If more than one name appears, all persons so designated should sign. When
signing in a representative capacity, please give your full title.)

IF YOU WISH TO TENDER YOUR UNITS IN THE OFFER, IN ADDITION TO DELIVERING YOUR
CONSENT TO THE MERGER PROPOSAL, YOU MUST ALSO COMPLETE, SIGN AND DELIVER TO THE
INFORMATION AGENT THE YELLOW



AGREEMENT OF ASSIGNMENT AND TRANSFER THAT IS INCLUDED IN THIS PACKAGE (TOGETHER
WITH ANY OTHER DOCUMENTS THAT YOUR CUSTODIAN MAY REQUIRE AND HAS DELIVERED TO
YOU IN ORDER FOR YOU TO TENDER YOUR UNITS, IF LEGAL TITLE TO YOUR UNITS IS HELD
THROUGH AN IRA, KEOGH OR SIMILAR ACCOUNT).
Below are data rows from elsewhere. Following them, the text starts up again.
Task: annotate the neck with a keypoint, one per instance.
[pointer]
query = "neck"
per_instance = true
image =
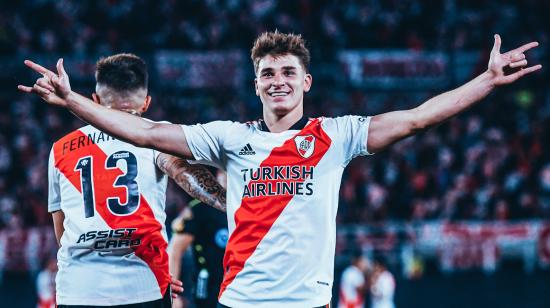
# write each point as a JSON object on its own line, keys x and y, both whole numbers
{"x": 280, "y": 123}
{"x": 130, "y": 111}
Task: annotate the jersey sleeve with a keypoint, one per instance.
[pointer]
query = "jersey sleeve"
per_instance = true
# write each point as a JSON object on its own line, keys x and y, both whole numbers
{"x": 206, "y": 142}
{"x": 54, "y": 195}
{"x": 352, "y": 133}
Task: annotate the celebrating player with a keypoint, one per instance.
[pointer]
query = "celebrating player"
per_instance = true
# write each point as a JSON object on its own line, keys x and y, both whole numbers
{"x": 284, "y": 171}
{"x": 107, "y": 200}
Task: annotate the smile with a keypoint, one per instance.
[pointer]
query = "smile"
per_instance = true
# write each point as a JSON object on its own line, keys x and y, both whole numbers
{"x": 278, "y": 94}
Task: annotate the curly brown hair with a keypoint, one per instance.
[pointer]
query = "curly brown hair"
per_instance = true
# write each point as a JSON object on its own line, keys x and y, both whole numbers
{"x": 122, "y": 72}
{"x": 279, "y": 44}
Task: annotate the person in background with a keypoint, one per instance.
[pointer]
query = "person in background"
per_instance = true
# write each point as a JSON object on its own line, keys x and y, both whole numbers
{"x": 205, "y": 230}
{"x": 45, "y": 285}
{"x": 353, "y": 285}
{"x": 382, "y": 285}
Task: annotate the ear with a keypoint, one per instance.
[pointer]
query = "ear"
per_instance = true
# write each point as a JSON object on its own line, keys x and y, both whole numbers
{"x": 308, "y": 80}
{"x": 145, "y": 104}
{"x": 95, "y": 98}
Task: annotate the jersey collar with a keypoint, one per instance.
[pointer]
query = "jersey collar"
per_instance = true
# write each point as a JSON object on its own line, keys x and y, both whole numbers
{"x": 296, "y": 126}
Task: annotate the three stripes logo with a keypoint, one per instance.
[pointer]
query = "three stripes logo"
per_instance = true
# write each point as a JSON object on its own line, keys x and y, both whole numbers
{"x": 247, "y": 150}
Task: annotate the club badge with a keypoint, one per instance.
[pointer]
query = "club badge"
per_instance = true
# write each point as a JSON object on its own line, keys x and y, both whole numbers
{"x": 305, "y": 145}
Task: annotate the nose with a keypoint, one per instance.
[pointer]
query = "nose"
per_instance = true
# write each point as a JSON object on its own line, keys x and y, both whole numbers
{"x": 278, "y": 80}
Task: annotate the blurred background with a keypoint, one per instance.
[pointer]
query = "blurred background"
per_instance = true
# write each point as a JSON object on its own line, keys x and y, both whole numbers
{"x": 459, "y": 214}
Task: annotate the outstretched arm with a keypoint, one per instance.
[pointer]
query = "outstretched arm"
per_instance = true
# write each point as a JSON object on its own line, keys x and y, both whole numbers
{"x": 388, "y": 128}
{"x": 196, "y": 180}
{"x": 56, "y": 90}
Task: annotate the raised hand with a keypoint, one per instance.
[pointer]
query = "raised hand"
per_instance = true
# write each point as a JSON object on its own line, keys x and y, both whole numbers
{"x": 510, "y": 66}
{"x": 176, "y": 286}
{"x": 51, "y": 87}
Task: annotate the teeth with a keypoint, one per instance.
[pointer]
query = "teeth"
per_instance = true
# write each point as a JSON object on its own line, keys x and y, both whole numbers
{"x": 279, "y": 94}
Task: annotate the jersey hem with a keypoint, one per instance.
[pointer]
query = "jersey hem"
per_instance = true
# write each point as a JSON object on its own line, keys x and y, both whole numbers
{"x": 110, "y": 301}
{"x": 259, "y": 303}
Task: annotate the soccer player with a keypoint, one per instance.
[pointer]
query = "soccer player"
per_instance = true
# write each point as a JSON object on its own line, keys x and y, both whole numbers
{"x": 204, "y": 229}
{"x": 107, "y": 198}
{"x": 283, "y": 171}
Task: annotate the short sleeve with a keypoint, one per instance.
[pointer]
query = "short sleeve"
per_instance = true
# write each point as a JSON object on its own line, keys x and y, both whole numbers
{"x": 54, "y": 195}
{"x": 352, "y": 133}
{"x": 206, "y": 141}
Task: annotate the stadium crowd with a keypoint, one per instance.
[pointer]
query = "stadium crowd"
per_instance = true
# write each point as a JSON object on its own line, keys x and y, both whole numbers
{"x": 491, "y": 163}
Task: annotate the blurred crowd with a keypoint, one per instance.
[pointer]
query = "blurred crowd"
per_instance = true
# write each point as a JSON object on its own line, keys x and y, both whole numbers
{"x": 491, "y": 163}
{"x": 106, "y": 26}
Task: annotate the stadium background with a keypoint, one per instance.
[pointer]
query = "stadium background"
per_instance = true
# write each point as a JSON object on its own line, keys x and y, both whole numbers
{"x": 460, "y": 212}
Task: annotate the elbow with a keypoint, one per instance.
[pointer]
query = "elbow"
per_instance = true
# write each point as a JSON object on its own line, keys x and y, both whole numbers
{"x": 417, "y": 123}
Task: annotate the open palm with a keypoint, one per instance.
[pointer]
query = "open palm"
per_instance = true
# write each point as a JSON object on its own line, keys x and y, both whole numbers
{"x": 51, "y": 87}
{"x": 510, "y": 66}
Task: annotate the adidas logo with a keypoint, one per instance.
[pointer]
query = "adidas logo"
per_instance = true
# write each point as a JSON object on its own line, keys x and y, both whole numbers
{"x": 247, "y": 150}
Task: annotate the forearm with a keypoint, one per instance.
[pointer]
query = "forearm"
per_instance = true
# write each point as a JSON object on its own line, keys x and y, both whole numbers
{"x": 196, "y": 180}
{"x": 446, "y": 105}
{"x": 122, "y": 125}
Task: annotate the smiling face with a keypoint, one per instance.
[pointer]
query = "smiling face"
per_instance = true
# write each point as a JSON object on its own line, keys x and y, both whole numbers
{"x": 280, "y": 83}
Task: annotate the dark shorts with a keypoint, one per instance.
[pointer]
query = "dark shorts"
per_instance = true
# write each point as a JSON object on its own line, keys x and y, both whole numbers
{"x": 224, "y": 306}
{"x": 165, "y": 302}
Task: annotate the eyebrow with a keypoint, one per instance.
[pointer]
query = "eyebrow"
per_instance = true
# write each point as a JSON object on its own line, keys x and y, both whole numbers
{"x": 269, "y": 69}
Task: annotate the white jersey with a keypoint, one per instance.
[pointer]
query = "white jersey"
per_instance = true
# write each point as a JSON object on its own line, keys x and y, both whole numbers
{"x": 113, "y": 249}
{"x": 352, "y": 279}
{"x": 282, "y": 198}
{"x": 382, "y": 291}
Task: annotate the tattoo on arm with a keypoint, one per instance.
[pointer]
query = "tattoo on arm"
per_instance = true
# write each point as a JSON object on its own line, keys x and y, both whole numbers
{"x": 196, "y": 180}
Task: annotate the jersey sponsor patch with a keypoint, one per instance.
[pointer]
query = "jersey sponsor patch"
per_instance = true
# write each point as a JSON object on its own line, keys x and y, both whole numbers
{"x": 112, "y": 192}
{"x": 247, "y": 150}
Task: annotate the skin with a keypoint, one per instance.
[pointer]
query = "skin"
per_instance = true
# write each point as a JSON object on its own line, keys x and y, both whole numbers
{"x": 196, "y": 180}
{"x": 284, "y": 74}
{"x": 282, "y": 112}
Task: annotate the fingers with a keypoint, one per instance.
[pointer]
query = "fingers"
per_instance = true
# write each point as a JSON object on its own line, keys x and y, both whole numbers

COMPLETION OF THE OFFER IS
CONDITIONED UPON THE RECEIPT OF VALID WRITTEN CONSENTS TO THE MERGER PROPOSAL BY
UNITHOLDERS WHO COLLECTIVELY HOLD MORE THAN 50% OF THE UNITS THAT ARE NOT HELD
BY ARV OR ITS SUBSIDIARIES. CONSEQUENTLY, IF YOU DECIDE TO TENDER YOUR UNITS BUT
DO NOT ALSO DELIVER YOUR CONSENT TO THE MERGER PROPOSAL PURSUANT TO THIS CONSENT
FORM, YOUR FAILURE TO CONSENT WILL REDUCE THE LIKELIHOOD THAT THE OFFER WILL BE
COMPLETED AND THAT WE WILL PURCHASE THE UNITS YOU MAY HAVE TENDERED.


FULL NAME OF PARTNERSHIP:
AMERICAN RETIREMENT VILLAS PROPERTIES II.